Usage

The split of the gsRuns can be done using the following shell script

cd /qualstorzws01/data_zws/gs
./prog/split_gsRuns_sorted_rt.sh -g work/gsRuns.txt -d 1908 -m first -n 100

This uses the gsRuns-list stored under work/gsRuns.txt, it takes the runtime information from the logfiles of the archive of the 1908 evaluation and it produces 100 small job files.

Update and Installation

This script can only be used if the R-package qgert is installed. On the ZWS-servers this is the case. An update of the package can be done with

# install.packages("devtools")
devtools::install_github("pvrqualitasag/qgert")

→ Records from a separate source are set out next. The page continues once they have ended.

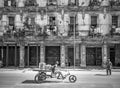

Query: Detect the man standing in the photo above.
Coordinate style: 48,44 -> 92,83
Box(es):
106,59 -> 112,75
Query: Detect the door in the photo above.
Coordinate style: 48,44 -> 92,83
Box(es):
68,47 -> 74,66
86,47 -> 102,66
110,47 -> 115,66
45,46 -> 60,65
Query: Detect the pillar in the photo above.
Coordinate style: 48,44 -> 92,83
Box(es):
80,44 -> 86,67
61,45 -> 65,67
102,44 -> 107,67
40,44 -> 45,62
115,44 -> 120,66
75,44 -> 80,66
6,45 -> 9,67
19,45 -> 25,67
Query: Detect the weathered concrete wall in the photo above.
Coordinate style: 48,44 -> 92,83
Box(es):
79,0 -> 90,6
16,0 -> 25,7
98,13 -> 112,35
115,44 -> 120,65
0,0 -> 4,7
36,0 -> 47,7
56,13 -> 69,36
77,13 -> 91,36
35,14 -> 49,26
15,14 -> 23,28
99,0 -> 110,6
57,0 -> 68,5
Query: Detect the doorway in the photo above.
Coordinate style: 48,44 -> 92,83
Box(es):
68,47 -> 74,66
110,47 -> 115,66
45,46 -> 60,65
25,45 -> 40,67
86,47 -> 102,66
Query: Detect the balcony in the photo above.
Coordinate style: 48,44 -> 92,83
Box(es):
25,0 -> 38,7
46,25 -> 58,36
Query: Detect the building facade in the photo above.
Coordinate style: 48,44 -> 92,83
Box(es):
0,0 -> 120,67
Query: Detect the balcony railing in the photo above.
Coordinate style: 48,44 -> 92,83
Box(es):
0,24 -> 120,38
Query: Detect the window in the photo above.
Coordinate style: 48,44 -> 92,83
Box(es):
112,16 -> 118,27
25,0 -> 38,6
69,0 -> 77,5
9,16 -> 15,30
9,16 -> 14,26
49,17 -> 55,25
69,16 -> 76,36
70,16 -> 75,24
91,16 -> 97,28
48,0 -> 57,5
4,0 -> 16,7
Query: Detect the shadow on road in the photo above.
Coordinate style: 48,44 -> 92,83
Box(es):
22,80 -> 62,84
95,74 -> 107,76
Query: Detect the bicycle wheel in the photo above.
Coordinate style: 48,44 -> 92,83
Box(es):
69,75 -> 77,83
34,73 -> 46,83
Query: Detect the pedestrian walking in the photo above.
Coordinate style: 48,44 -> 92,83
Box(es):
106,59 -> 112,75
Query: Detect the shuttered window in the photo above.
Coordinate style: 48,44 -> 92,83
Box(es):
112,16 -> 118,27
91,16 -> 97,27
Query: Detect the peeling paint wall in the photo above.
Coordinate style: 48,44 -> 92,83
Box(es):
0,0 -> 4,7
79,0 -> 90,6
57,0 -> 68,5
115,44 -> 120,65
98,13 -> 112,35
36,0 -> 47,7
15,14 -> 23,28
77,13 -> 91,36
16,0 -> 25,7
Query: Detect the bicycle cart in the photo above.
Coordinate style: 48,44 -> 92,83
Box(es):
33,69 -> 77,83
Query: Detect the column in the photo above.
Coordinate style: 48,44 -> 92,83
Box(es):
102,44 -> 107,67
36,45 -> 39,66
6,45 -> 9,67
19,45 -> 25,67
115,44 -> 120,66
60,45 -> 65,67
27,44 -> 30,67
14,45 -> 17,66
75,44 -> 80,66
80,44 -> 86,67
40,44 -> 45,62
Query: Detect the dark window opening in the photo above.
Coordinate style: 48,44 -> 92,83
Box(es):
112,16 -> 118,27
25,0 -> 38,6
91,16 -> 97,28
48,0 -> 57,5
68,16 -> 77,36
69,0 -> 77,6
4,0 -> 16,7
49,17 -> 56,25
9,16 -> 15,30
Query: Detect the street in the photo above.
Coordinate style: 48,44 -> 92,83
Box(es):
0,70 -> 120,88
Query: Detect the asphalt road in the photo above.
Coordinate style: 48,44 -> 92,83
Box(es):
0,70 -> 120,88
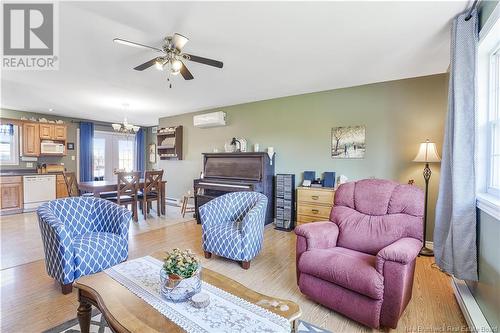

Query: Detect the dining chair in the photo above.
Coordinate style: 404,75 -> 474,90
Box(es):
106,171 -> 141,222
181,191 -> 196,218
138,170 -> 164,219
63,171 -> 80,197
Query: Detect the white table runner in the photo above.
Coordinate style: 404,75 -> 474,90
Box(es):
105,256 -> 291,333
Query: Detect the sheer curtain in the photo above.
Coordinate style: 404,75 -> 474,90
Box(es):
434,10 -> 478,280
80,122 -> 94,182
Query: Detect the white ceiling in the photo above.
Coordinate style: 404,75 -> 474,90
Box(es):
1,1 -> 467,125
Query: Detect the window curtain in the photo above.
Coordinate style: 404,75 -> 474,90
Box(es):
434,10 -> 478,280
0,124 -> 14,136
135,128 -> 146,172
80,122 -> 94,182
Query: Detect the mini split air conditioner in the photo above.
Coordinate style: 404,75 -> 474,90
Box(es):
193,111 -> 226,128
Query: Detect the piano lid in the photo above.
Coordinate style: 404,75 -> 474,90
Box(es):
203,153 -> 269,181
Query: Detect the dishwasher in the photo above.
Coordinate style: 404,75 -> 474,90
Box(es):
23,175 -> 56,212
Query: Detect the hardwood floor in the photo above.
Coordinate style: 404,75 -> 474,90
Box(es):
0,214 -> 467,333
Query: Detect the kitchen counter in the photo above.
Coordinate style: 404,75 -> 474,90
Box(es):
0,169 -> 62,177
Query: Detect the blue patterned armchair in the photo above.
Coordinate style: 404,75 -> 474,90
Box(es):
199,192 -> 267,269
37,197 -> 131,294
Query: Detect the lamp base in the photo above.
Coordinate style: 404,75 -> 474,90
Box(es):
419,246 -> 434,257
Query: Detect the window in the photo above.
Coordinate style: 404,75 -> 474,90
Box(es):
0,124 -> 19,165
475,6 -> 500,220
118,140 -> 134,171
94,131 -> 135,180
492,51 -> 500,198
93,138 -> 106,180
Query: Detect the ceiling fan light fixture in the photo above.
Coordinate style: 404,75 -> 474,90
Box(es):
172,59 -> 182,72
173,32 -> 189,51
155,59 -> 163,71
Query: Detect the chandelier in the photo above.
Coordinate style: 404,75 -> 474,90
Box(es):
111,118 -> 141,134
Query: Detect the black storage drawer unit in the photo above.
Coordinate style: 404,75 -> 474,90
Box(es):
274,174 -> 295,231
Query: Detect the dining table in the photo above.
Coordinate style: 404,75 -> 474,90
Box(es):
78,179 -> 167,215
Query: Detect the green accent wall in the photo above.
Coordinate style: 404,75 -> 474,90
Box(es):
159,74 -> 448,240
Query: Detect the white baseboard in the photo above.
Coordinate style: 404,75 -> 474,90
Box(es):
451,277 -> 493,332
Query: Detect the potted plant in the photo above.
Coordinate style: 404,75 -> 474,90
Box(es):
160,248 -> 201,302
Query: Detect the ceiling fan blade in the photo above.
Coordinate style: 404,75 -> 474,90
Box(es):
113,38 -> 163,52
180,63 -> 194,80
134,58 -> 158,71
172,32 -> 189,52
184,53 -> 224,68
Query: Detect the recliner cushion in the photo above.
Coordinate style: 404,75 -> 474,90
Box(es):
298,247 -> 384,300
73,232 -> 128,279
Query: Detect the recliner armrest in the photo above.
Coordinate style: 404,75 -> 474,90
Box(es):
295,221 -> 339,250
376,237 -> 422,273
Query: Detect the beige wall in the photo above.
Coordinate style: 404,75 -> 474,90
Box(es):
159,74 -> 447,239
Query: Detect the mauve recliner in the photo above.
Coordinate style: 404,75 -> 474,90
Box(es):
295,179 -> 424,328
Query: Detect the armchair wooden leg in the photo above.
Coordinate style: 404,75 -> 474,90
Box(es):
77,299 -> 92,333
61,283 -> 73,295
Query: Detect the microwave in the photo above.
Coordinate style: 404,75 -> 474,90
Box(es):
40,141 -> 66,154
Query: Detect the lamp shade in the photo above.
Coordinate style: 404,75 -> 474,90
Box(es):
413,140 -> 441,163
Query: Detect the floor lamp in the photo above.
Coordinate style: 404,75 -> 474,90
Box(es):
413,139 -> 441,257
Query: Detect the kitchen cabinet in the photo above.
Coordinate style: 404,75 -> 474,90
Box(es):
40,124 -> 54,140
54,125 -> 67,141
40,124 -> 67,141
56,175 -> 69,199
0,176 -> 23,215
22,123 -> 40,156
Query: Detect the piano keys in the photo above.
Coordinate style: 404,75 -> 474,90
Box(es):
194,152 -> 274,224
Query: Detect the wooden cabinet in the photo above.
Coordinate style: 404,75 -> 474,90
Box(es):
53,125 -> 67,141
56,175 -> 69,199
22,123 -> 40,156
40,124 -> 54,140
0,176 -> 23,215
297,187 -> 335,224
156,126 -> 182,160
40,124 -> 67,141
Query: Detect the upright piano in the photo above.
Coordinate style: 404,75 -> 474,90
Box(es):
194,152 -> 274,224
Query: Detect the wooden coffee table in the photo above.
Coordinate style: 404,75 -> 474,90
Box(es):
74,252 -> 301,333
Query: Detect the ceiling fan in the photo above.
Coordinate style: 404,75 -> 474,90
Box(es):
113,33 -> 223,87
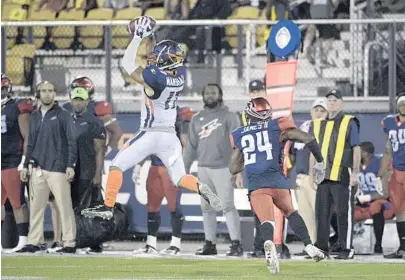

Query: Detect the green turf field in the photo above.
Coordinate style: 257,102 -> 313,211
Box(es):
1,255 -> 405,280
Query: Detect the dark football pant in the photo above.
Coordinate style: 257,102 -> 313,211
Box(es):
315,180 -> 355,252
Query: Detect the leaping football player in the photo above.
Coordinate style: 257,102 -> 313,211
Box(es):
82,16 -> 222,219
1,74 -> 34,252
376,92 -> 405,259
229,97 -> 325,274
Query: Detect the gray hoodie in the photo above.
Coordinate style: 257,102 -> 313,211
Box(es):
184,105 -> 240,173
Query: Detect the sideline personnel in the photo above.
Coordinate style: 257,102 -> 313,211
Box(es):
311,90 -> 361,259
290,98 -> 327,245
70,87 -> 106,253
376,93 -> 405,259
18,81 -> 77,253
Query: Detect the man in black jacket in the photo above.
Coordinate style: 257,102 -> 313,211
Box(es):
18,82 -> 77,253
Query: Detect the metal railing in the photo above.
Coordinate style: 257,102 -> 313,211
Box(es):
1,17 -> 405,110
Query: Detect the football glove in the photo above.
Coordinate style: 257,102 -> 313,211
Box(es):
312,162 -> 325,185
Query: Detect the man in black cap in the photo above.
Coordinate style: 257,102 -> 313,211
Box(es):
184,84 -> 243,256
311,90 -> 361,259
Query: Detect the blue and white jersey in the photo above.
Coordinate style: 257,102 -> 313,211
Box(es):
140,65 -> 186,131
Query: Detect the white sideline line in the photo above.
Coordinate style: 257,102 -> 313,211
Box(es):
1,276 -> 45,280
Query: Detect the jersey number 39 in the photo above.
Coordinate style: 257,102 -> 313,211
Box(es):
241,131 -> 273,165
165,91 -> 181,110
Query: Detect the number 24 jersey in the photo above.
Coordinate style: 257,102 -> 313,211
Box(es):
232,117 -> 295,190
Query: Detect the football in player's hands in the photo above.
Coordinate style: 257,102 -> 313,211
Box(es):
126,16 -> 156,39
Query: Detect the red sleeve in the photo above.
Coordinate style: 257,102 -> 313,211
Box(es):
17,99 -> 34,114
229,133 -> 236,149
94,101 -> 112,117
278,117 -> 296,134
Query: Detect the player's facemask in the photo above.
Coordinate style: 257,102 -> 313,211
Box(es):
245,97 -> 273,123
1,74 -> 13,105
397,94 -> 405,116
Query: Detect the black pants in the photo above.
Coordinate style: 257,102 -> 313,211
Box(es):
253,214 -> 264,251
315,180 -> 355,252
71,179 -> 92,209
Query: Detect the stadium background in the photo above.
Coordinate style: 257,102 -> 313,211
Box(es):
1,0 -> 405,238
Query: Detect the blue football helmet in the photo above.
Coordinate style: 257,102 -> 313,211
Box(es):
148,40 -> 185,70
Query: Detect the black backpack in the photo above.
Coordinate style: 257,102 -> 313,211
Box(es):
74,186 -> 129,248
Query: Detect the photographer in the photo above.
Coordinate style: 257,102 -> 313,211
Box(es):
18,81 -> 77,253
70,87 -> 106,253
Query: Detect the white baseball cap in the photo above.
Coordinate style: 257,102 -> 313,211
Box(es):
312,98 -> 327,109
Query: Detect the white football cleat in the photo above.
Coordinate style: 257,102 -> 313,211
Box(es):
5,236 -> 28,254
304,244 -> 326,262
198,183 -> 222,212
264,240 -> 280,274
133,244 -> 158,255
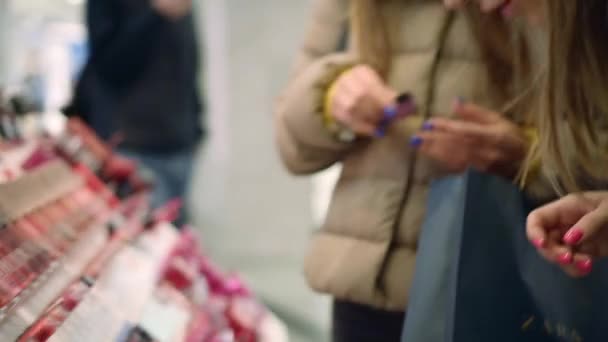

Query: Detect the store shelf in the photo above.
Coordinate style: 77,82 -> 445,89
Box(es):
0,226 -> 107,341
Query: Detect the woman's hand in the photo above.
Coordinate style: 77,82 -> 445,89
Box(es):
527,191 -> 608,277
410,100 -> 528,177
329,65 -> 397,136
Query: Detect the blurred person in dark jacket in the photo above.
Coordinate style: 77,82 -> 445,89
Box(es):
66,0 -> 203,224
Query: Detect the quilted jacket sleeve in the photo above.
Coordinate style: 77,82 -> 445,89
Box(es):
274,0 -> 356,174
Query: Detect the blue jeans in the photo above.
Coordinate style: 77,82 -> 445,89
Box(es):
119,147 -> 197,227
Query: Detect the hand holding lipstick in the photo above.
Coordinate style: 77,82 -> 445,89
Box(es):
527,191 -> 608,277
410,98 -> 527,177
329,65 -> 397,137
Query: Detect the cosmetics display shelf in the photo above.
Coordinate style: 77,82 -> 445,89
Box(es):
0,113 -> 288,342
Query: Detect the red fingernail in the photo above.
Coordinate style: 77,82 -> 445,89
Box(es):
563,228 -> 583,246
557,252 -> 572,265
576,259 -> 593,274
532,238 -> 545,249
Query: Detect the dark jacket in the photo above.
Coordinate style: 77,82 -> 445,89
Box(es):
66,0 -> 203,152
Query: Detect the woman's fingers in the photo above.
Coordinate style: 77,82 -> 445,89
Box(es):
410,131 -> 470,172
454,99 -> 503,125
563,202 -> 608,246
426,118 -> 495,144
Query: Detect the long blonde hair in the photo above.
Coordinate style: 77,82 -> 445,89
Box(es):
532,0 -> 608,192
351,0 -> 608,192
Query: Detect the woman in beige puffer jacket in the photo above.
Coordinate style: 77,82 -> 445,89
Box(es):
275,0 -> 547,342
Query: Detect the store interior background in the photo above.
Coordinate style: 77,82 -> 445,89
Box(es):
0,0 -> 336,342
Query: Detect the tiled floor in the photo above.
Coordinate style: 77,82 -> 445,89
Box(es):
191,0 -> 329,342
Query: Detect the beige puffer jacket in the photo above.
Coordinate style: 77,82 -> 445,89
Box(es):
275,0 -> 556,311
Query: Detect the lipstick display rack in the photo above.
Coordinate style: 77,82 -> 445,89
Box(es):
0,113 -> 287,342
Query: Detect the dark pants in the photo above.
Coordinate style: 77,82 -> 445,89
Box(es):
119,147 -> 197,227
332,300 -> 405,342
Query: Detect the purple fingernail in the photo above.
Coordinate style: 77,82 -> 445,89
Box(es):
454,96 -> 466,111
384,106 -> 397,122
410,135 -> 422,147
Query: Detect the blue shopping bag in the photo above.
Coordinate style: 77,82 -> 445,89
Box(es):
403,171 -> 608,342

Then the bash script split_gsRuns_sorted_rt.sh must be installed into the subdirectory prog of the GS-evaluation directory

/home/zws/lib/R/library/qgert/bash/install_script.sh -s ~/lib/R/library/qgert/bash/split_gsRuns_sorted_rt.sh -t /qualstorzws01/data_zws/gs/prog

Purpose - Why This Is Done

Estimation of marker effects and reliability prediction is a resource intensive step during the routine genetic evaluation. Hence all these estimation tasks must be parallelized. Given a list (gsRuns-list) of computation jobs which consist of combinations of breeds, evaluation type, trait and parameter type, this list is to be split into a number of smaller lists.

As an additional requirement, the produced number of lists should contain the jobs sorted according to their predicted running time from a previous evaluation.

Description - How This Is Done

Given a directory where the logfiles of the previous evaluation is archived (or just a simple run-label such as 1908), the logfiles are searched for the predicted running time of the respective estimation job. This information is written to an outputfile. The outputfile is read into R where the records are sorted according to their running times. After the sort, a specified number of job-files is written. These files have the name-prefix gsSortedRuns.txt followed by a number.

To prepare the binary version of the SNP-Data one gsRun-job per breed is written to the file gsRuns.txt.snpBin. The jobs that are contained in gsRuns.txt.snpBin are not contained in the gsSortedRuns.txt-files. Hence all the programs with partitioned gs-Runs-lists, gsRuns.txt.snpBin must also be used as an argument.